Cuando a finales del siglo XVIII y principios del siglo XIX la economía de Shanghái empezó a competir de tú a tú con su vecina Suzhou, la historia dio un giro decisivo que explica, en parte, los dos siglos posteriores y la actual supremacía comercial mundial china. En aquella época de exportaciones de algodón, seda y fertilizantes, la situación geográfica de la primera ciudad respecto a la segunda colocó a Shanghái en una situación ventajosa. Esta tenía acceso directo al imponen- te río Yangtsé, además de a un afluente del mismo como el Huangpu, lo cual le colocaba en el lugar más estratégico de todos para la conexión comercial entre China y el exterior, especialmente Occidente, a través del mar. El puerto de la ciudad creció veloz, más aún tras la primera guerra del opio entre Reino Unido y China (1839-1842) finiquitada con el Tratado de Nanjing, que en esencia ofrecía el puerto de Shanghái a un comercio mucho más aperturista. A partir de entonces, compañías y bancos británicos, franceses, belgas y japoneses florecieron a lo largo de la orilla del Huangpu. El poderío colonial se aglutinó en un paseo de apenas dos kilómetros llamado Bund, que hoy combina su sabor de antaño con el de la explosión económica china de finales del siglo XX. En la otra orilla, el Pudong asombra con sus rascacielos futuristas.

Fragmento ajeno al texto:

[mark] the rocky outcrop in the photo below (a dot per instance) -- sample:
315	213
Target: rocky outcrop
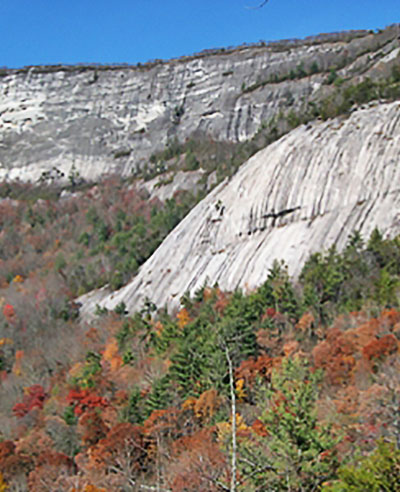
301	194
97	120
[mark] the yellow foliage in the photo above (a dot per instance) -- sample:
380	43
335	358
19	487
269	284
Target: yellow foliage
111	355
158	328
17	367
206	405
75	370
87	488
3	485
305	322
5	341
241	394
183	318
189	404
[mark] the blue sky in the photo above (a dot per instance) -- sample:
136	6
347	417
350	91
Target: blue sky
114	31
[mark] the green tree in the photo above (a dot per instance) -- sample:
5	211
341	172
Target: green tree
298	452
379	472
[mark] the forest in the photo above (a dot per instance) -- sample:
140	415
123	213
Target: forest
293	386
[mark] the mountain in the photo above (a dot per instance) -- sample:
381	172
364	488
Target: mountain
304	193
63	121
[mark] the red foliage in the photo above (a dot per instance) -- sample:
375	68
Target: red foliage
270	313
92	427
11	462
123	448
52	466
249	369
259	428
163	422
197	463
335	356
9	312
84	399
34	397
380	347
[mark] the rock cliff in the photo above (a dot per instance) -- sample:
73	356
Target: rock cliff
301	194
96	120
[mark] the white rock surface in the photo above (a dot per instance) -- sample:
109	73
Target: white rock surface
339	176
112	119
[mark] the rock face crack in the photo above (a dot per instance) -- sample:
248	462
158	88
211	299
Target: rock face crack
111	120
212	243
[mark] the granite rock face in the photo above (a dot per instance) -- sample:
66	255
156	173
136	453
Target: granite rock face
301	194
98	120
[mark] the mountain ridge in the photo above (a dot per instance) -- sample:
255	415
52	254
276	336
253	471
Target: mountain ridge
304	193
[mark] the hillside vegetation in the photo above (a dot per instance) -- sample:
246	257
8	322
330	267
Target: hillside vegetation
145	402
294	386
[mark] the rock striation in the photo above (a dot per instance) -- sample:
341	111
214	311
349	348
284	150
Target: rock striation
303	193
97	120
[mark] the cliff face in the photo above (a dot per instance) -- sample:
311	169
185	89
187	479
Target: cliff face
301	194
103	120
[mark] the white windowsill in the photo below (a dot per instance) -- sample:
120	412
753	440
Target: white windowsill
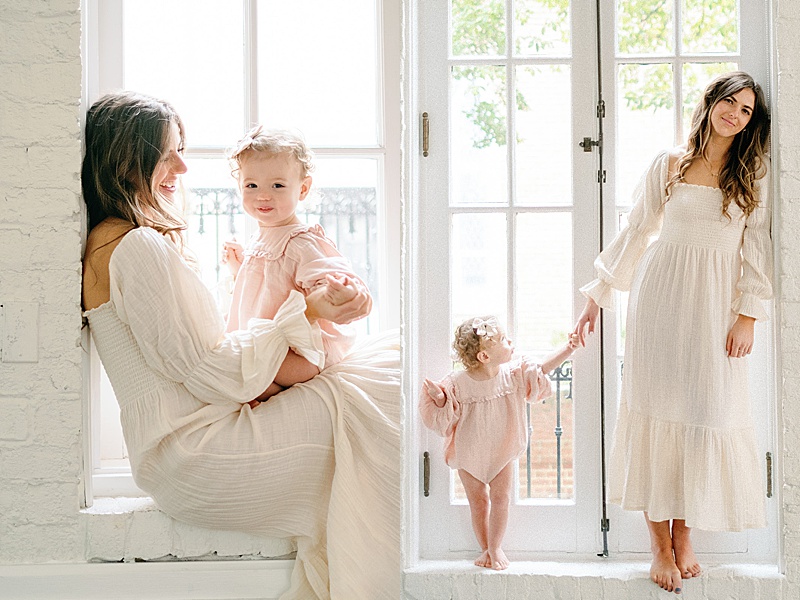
604	579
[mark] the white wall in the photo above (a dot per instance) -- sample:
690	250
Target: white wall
41	404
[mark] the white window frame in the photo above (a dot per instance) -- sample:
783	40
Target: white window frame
420	267
102	71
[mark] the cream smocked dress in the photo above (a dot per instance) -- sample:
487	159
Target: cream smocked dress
483	421
684	445
317	463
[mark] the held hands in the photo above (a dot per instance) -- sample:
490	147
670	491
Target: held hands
233	256
740	337
586	322
340	289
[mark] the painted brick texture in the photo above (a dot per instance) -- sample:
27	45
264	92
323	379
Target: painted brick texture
41	403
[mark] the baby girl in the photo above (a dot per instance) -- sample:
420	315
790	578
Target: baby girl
273	170
481	414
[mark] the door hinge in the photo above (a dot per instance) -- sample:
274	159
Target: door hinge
426	474
425	133
769	474
601	109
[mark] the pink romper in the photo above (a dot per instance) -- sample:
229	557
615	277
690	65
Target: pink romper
483	422
279	260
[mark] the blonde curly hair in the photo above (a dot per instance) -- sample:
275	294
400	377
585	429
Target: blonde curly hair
467	343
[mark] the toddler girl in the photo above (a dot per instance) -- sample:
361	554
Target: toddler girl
481	414
273	171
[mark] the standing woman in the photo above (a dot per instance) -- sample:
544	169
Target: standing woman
317	464
684	448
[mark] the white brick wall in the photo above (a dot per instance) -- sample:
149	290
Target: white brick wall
40	403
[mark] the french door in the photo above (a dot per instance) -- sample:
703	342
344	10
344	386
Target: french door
517	194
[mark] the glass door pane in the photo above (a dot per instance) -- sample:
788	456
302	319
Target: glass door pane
498	201
190	54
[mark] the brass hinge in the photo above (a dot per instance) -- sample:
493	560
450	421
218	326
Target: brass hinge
425	133
601	109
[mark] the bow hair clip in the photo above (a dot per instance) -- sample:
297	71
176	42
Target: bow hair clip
485	327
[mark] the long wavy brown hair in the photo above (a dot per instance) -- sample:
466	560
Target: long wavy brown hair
127	134
745	162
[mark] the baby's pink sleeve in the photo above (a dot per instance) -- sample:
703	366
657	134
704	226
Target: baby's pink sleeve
440	419
537	384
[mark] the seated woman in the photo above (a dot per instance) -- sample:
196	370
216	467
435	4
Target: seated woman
209	456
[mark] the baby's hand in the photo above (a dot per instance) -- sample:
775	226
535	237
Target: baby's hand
573	341
435	392
233	256
339	289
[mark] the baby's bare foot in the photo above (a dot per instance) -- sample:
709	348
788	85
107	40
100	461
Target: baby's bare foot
484	560
685	558
499	559
664	572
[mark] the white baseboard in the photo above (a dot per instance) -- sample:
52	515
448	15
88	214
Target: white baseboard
201	580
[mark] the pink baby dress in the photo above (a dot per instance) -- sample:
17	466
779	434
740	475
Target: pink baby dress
483	421
279	260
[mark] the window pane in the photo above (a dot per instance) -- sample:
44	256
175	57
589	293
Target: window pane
644	27
215	216
344	200
478	27
644	103
695	78
329	87
478	271
710	26
541	27
544	140
478	135
174	50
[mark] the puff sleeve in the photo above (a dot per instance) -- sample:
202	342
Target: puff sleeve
441	420
755	285
616	264
181	334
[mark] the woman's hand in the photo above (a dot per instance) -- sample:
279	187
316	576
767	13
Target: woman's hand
319	307
588	317
740	337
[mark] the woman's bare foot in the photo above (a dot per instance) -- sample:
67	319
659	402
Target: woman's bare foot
664	572
499	559
685	558
483	560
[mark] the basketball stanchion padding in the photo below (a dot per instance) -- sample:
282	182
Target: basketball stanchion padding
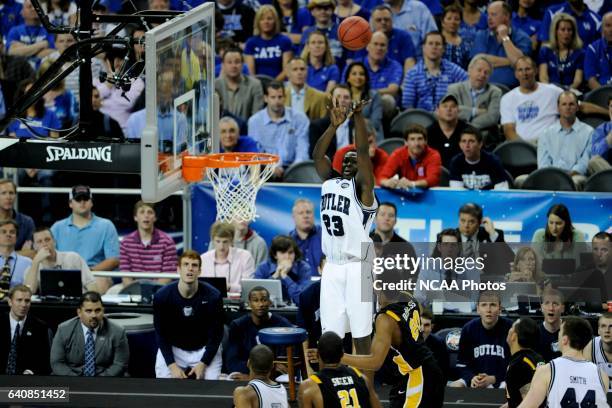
287	337
236	178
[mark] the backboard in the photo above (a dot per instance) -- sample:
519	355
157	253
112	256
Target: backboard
180	108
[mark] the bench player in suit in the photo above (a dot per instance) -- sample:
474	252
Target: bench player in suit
569	380
420	382
599	350
261	391
348	207
29	354
336	385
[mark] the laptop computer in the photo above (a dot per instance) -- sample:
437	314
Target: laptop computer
61	283
559	266
219	283
273	286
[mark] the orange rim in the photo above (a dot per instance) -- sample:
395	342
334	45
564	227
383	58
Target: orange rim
193	166
224	160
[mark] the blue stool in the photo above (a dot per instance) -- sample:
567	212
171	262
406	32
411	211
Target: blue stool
287	337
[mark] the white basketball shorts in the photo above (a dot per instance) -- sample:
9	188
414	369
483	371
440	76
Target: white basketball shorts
342	310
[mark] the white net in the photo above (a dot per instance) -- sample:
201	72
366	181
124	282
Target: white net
236	189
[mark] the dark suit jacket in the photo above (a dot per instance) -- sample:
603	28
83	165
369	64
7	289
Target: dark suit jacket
316	130
68	349
32	349
497	255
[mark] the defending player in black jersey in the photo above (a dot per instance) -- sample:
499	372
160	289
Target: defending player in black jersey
398	327
336	385
522	339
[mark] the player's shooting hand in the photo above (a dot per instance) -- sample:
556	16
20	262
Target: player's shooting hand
199	370
357	107
281	368
176	372
404	183
337	114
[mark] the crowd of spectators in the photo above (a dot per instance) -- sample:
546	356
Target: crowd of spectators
505	63
542	58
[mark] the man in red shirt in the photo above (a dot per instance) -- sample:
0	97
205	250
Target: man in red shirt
415	165
377	155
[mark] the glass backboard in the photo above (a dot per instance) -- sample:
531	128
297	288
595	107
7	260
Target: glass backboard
180	108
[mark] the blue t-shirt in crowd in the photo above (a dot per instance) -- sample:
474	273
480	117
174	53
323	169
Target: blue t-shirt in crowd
219	63
369	4
528	24
400	47
561	72
39	125
363	13
598	62
339	53
486	43
434	6
29	35
10	16
389	72
468	32
318	78
302	20
268	54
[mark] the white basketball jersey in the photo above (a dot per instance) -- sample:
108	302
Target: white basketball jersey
599	357
575	382
345	221
270	396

Shanghái es ahora, gracias a esa combinación de pasado y presente, una megalópolis de 24 millones de personas. Una ciudad que, como el 70% de las grandes urbes del planeta, se asienta junto a la costa. Y es que el ser humano siempre ha sabido que la salida al mar era sinónimo de beneficio. Sin embargo, la sobreexplotación ha llevado a los océanos al límite. Sabemos que sus recursos no son infinitos, y que no los estamos cuidando bien. No curamos la herida, sino al contrario. El caso de la urbe china es un ejemplo. Su cercanía al agua ha sido vital para su desarrollo desde hace 200 años, pero a costa de un impacto medioambiental muy severo. La aplastante contaminación del mar así como la polución del aire que envuelve en una neblina ocre casi permanente a Shanghai –y en realidad a buena parte del país– son el precio ambiental a pagar a cambio de esos productos made in China que todos poseemos. “No creo que haya dos lados, uno con las compañías que son malas y otro con los consumidores buenos. No es tan sencillo. Todos juntos somos responsables”, señala Yann Arthus-Bertrand, fotógrafo francés famoso por sus imágenes aéreas por todo el mundo (La Tierra desde el cielo es su trabajo más conocido).